I was so outraged that people who were blind or had low vision in Brisbane could be so disadvantaged by the ill-informed whim of a policy maker with insomnia that I talked to a journalist about it. She thought it would make an excellent story, and the rest – as they say – is history.
The media ran with the story, and I did interviews across the country. The policy was made to look silly, and – after further consultation by council with relevant disability organisations- it was changed.
This story made me think about the language I had used. What seemed to concern council most was that I had referred to the policy as a “blind curfew”. I did so because that is how I had regarded it. But the reaction this received demonstrated the importance of the language which we use.

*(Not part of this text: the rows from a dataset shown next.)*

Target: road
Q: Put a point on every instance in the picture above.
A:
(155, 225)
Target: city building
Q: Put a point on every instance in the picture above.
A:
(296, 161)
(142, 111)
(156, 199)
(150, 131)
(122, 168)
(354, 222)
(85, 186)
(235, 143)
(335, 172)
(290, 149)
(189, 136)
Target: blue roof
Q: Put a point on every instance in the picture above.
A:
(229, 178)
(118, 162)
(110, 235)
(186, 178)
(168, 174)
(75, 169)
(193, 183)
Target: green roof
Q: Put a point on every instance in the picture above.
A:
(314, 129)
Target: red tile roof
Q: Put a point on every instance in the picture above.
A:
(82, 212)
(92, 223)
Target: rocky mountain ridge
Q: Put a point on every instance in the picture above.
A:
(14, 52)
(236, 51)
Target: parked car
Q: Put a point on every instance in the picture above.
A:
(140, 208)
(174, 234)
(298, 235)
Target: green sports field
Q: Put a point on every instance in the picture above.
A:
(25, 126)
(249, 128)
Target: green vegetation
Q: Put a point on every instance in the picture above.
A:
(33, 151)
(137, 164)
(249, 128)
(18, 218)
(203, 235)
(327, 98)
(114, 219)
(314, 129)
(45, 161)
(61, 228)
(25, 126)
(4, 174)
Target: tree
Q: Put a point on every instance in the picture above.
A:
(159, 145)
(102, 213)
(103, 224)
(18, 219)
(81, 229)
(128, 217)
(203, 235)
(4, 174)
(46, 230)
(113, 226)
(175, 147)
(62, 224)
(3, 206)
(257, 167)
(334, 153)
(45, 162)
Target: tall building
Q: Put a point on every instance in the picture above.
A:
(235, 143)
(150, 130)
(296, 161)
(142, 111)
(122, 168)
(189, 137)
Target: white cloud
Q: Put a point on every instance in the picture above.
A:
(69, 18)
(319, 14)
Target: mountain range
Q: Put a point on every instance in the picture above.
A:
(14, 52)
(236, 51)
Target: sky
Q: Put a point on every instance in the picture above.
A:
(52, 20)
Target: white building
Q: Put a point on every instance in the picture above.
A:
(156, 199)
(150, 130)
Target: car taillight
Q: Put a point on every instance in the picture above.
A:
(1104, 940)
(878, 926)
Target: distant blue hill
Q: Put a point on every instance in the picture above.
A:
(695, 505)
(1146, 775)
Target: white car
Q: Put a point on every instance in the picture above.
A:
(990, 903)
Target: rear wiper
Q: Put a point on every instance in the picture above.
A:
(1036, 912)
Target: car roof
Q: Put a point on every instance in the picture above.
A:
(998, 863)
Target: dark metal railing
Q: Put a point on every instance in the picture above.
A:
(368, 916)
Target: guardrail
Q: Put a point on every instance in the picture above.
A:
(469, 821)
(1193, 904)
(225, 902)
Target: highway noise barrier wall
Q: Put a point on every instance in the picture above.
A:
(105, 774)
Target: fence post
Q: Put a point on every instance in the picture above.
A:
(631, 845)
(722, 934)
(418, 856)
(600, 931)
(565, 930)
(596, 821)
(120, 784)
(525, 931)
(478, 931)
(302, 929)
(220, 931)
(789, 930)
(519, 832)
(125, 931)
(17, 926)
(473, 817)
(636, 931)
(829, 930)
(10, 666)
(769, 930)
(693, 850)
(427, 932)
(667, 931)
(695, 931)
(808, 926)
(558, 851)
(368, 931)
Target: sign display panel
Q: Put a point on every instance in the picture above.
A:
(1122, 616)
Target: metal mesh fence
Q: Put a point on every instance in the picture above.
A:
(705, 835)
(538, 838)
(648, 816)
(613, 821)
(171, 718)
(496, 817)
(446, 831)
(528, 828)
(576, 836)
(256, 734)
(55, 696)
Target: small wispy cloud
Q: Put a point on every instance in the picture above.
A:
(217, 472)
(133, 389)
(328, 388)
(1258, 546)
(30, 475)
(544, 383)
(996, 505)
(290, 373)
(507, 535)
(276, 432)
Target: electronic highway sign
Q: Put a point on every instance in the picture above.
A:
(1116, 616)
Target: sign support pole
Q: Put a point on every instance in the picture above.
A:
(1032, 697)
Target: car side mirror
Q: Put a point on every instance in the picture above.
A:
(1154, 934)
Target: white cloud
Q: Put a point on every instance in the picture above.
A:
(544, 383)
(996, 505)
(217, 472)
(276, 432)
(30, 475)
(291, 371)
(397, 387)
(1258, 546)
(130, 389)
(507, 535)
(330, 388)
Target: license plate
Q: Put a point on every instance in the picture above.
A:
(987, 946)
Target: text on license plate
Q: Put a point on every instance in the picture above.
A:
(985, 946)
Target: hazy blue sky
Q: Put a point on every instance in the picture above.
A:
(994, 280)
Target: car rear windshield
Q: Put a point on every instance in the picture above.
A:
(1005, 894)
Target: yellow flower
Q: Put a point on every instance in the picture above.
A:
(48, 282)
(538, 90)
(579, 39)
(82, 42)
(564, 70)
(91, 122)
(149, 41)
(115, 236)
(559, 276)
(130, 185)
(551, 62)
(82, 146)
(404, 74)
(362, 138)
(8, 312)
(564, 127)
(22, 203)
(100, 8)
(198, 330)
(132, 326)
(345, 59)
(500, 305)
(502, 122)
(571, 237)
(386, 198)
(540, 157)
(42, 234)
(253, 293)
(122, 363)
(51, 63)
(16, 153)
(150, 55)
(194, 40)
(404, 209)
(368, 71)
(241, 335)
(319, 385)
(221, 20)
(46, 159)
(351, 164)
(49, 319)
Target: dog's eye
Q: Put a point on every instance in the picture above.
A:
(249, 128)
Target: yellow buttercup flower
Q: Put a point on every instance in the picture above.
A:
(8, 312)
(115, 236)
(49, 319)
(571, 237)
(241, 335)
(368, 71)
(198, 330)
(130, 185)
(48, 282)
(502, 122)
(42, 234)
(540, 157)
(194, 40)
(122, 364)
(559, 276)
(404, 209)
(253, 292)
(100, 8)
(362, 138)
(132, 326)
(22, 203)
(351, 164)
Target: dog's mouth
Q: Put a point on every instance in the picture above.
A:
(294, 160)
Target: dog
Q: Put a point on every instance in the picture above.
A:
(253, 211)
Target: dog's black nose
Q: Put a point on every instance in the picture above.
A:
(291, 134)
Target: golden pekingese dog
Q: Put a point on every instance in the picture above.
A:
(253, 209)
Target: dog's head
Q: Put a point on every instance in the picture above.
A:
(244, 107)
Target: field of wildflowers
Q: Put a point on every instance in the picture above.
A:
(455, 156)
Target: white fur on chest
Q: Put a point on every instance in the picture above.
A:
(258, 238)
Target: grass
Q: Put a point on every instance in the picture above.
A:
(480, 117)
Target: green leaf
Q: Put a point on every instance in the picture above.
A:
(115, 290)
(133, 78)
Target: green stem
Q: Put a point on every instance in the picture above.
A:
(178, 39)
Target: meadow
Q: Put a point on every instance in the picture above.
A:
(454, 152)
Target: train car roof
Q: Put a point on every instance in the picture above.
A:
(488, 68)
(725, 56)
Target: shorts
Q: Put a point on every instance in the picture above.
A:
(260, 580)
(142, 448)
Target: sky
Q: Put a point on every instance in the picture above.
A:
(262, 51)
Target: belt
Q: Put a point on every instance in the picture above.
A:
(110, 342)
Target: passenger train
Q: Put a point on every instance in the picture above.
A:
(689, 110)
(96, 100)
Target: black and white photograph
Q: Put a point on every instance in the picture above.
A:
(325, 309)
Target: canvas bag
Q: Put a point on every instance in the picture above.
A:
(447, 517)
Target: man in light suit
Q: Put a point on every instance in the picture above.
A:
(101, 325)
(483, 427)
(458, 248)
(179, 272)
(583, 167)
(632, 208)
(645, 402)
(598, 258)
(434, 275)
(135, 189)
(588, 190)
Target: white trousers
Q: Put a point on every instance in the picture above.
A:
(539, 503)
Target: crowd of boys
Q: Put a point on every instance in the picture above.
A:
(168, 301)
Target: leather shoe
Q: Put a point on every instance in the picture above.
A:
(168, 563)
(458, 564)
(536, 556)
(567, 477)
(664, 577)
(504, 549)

The Convention on the Rights of People with Disabilities seeks to shift the mind-set about us from objects of pity to subjects with rights, and from our disability being the barrier to the environment in which we live being the barrier. Thus, it was not that I could not see which prevented me from crossing the road, it was that there was no audible traffic signal to give me the same information which people who see received.
I was once counselled by a colleague for whom I have great respect not to refer to the policy – applied by most airlines in Australia – of only carrying two passengers who use wheelchairs as “wheelchair apartheid”. She was shocked by the use of apartheid in that way, because of its origin. Apartheid is the system of segregation or discrimination on grounds of race in force in South Africa from 1948-ia. It comes from the Afrikaans, and literally means separateness.
I thought very carefully about this advice, because I valued my colleague’s judgement highly. But I decided to continue to use the expression, because treating people with disabilities separately and differently is exactly what the “two wheelchair” policy does. This process confirmed the importance of describing such policies by their impact, and effectively “calling out” the policy-makers for what they had done to people with disabilities.
Perhaps it was the use of the term “blind curfew” which swayed the policy-makers, or caught their attention. I don’t know. But there is no doubt that good advocacy, and implementation of the disability convention, requires clarity on the barriers in our environment, and their effect.
What do you think? Should we describe such policies in this emotive way? Should we call a spade a spade?